Then the two boys began dancing their mime, all dressed up with the new masks and stiff short tunics. The pretty little round bottom of Phaon as a rather frivolous Ulysses flipped up now and then, and once Tigellinus reached over and pinched it. Tigellinus, also, watched with interest the mimed gouging out of the Cyclops’s eye; it seemed to be the kind of thing he knew about. The Stoics, naturally, found it boring, but Aelius Candidus liked it. At the end, the boys pulled their masks off and bowed. Tigellinus clapped and beckoned Phaon to come over. Phaon didn’t want to, but Beric caught his eye and glared at him to do what he was told. Tigellinus wasn’t going to eat him, after all, spoiled little brat!

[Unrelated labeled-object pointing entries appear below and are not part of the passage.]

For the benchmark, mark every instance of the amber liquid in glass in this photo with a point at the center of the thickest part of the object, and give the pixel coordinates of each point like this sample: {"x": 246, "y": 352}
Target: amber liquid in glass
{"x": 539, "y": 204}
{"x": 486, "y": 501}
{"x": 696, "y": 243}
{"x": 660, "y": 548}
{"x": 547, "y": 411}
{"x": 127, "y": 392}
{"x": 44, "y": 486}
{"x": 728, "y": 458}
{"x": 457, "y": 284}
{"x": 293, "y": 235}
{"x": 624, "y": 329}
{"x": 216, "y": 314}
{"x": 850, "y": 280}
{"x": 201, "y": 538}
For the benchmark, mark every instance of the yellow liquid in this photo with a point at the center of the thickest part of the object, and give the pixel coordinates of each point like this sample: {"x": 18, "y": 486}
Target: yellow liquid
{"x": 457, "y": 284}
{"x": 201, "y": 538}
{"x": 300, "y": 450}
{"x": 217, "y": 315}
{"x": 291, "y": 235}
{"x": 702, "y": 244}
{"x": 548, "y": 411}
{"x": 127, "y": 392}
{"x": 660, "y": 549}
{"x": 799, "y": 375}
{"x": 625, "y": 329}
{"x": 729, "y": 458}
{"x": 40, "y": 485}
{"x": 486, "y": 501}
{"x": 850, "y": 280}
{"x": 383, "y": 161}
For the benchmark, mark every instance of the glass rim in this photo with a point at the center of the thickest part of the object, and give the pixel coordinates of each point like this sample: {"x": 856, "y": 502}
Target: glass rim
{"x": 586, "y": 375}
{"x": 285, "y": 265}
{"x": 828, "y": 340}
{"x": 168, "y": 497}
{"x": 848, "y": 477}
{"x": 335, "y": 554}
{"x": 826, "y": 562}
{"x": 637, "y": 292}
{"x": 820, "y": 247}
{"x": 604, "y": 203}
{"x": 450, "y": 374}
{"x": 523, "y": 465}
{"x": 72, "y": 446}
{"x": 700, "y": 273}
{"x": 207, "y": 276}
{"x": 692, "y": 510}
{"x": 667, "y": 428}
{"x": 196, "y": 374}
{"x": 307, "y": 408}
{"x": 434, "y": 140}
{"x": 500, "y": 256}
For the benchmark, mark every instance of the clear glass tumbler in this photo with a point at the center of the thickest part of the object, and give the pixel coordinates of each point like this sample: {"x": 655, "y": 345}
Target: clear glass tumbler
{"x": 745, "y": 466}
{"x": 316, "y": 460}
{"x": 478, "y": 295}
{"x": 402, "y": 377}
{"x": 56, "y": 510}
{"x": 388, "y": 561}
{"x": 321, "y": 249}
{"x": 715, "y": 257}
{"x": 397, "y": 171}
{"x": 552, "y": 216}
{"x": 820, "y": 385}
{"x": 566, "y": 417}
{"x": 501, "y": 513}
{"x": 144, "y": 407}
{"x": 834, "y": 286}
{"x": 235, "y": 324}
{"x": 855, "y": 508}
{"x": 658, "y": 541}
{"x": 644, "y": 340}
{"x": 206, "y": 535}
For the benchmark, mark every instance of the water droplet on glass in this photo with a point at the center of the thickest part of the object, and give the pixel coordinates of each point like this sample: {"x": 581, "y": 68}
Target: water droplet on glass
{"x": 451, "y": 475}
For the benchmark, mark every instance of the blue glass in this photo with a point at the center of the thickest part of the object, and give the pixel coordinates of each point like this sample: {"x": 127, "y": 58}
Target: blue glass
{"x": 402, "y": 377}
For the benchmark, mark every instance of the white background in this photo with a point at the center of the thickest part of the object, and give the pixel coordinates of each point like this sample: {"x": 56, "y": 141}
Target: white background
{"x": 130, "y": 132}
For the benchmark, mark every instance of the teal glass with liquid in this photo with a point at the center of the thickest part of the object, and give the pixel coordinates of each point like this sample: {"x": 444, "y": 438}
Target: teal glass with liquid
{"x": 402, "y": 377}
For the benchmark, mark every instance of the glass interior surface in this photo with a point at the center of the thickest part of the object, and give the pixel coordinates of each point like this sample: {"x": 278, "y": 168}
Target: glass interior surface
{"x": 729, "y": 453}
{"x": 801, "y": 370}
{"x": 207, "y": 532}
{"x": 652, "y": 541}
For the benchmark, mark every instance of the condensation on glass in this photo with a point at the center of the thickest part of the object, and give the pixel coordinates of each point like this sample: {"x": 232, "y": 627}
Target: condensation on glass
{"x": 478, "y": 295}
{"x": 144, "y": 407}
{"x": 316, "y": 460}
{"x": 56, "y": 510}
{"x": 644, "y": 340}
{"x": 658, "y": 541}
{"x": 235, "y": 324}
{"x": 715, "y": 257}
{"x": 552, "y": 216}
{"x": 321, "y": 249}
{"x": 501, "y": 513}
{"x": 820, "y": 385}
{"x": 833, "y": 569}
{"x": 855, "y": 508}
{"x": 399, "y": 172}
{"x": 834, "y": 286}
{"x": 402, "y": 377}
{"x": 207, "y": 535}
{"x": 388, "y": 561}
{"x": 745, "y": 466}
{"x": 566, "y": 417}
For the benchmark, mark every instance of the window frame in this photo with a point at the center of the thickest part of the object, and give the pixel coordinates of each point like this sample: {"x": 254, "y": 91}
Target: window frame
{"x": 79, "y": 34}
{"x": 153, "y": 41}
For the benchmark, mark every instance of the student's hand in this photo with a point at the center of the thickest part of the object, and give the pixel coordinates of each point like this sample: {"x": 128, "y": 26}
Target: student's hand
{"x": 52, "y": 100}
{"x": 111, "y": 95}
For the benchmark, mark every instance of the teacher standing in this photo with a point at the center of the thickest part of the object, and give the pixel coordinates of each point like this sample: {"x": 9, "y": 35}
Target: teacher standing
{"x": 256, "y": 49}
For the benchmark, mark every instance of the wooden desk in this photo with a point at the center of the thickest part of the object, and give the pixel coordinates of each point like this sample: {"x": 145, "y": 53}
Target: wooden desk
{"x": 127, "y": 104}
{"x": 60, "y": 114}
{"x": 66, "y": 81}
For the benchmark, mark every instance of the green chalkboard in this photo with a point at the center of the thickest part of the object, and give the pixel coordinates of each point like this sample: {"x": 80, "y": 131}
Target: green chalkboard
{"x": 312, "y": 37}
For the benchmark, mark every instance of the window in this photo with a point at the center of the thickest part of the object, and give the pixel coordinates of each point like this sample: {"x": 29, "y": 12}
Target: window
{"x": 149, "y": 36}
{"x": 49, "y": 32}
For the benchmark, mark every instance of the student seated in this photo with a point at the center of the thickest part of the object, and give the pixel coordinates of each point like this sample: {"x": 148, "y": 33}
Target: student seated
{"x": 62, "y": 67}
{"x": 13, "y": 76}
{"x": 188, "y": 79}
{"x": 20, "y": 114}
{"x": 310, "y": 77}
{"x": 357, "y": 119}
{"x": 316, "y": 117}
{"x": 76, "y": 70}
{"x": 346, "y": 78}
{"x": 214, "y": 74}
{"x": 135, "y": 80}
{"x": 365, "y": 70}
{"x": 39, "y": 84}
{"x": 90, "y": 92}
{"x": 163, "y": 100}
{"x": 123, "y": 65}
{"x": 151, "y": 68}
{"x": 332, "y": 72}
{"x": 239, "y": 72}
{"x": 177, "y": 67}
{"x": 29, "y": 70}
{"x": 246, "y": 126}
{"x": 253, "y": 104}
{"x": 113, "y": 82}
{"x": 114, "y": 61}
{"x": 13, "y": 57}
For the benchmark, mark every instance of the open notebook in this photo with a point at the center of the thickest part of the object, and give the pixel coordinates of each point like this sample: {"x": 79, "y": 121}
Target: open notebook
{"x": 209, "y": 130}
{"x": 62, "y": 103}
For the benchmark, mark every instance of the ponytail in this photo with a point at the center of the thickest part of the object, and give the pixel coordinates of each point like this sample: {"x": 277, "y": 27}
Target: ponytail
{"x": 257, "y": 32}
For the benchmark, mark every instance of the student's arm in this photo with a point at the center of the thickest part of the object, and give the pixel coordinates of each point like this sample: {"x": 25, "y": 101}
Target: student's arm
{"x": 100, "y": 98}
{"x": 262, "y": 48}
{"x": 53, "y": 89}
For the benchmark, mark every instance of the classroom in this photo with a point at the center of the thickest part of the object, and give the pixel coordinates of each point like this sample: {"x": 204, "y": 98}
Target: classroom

The garlands were brought round by some of the girls; Tigellinus had a little fun with his, at any rate he went to a party to enjoy himself, which was more than the Stoics did! Lucan insisted on a garland of plain leaves, though he didn’t go quite so far as to ask for poetic bays. Aelius Balbus was appointed toast-master and everybody shifted a bit and settled down to the drinking, beginning with the Emperor of course. Unfortunately this started Tigellinus and Erasixenos off on several new stories about the doings of the Divine Nero, and, as one of them was about a girl who happened to be the niece of Gallio’s sister-in-law, it was all rather a pity. In any case Gallio was in a bad temper; however, he would probably get better when the wine had warmed him up a little. Poor old Crispus really disliked hearing that kind of story about the Emperor; he tried hard to disbelieve them. Aelius Candidus obviously thought them grand, but was a little shy, with his father there, of telling any himself.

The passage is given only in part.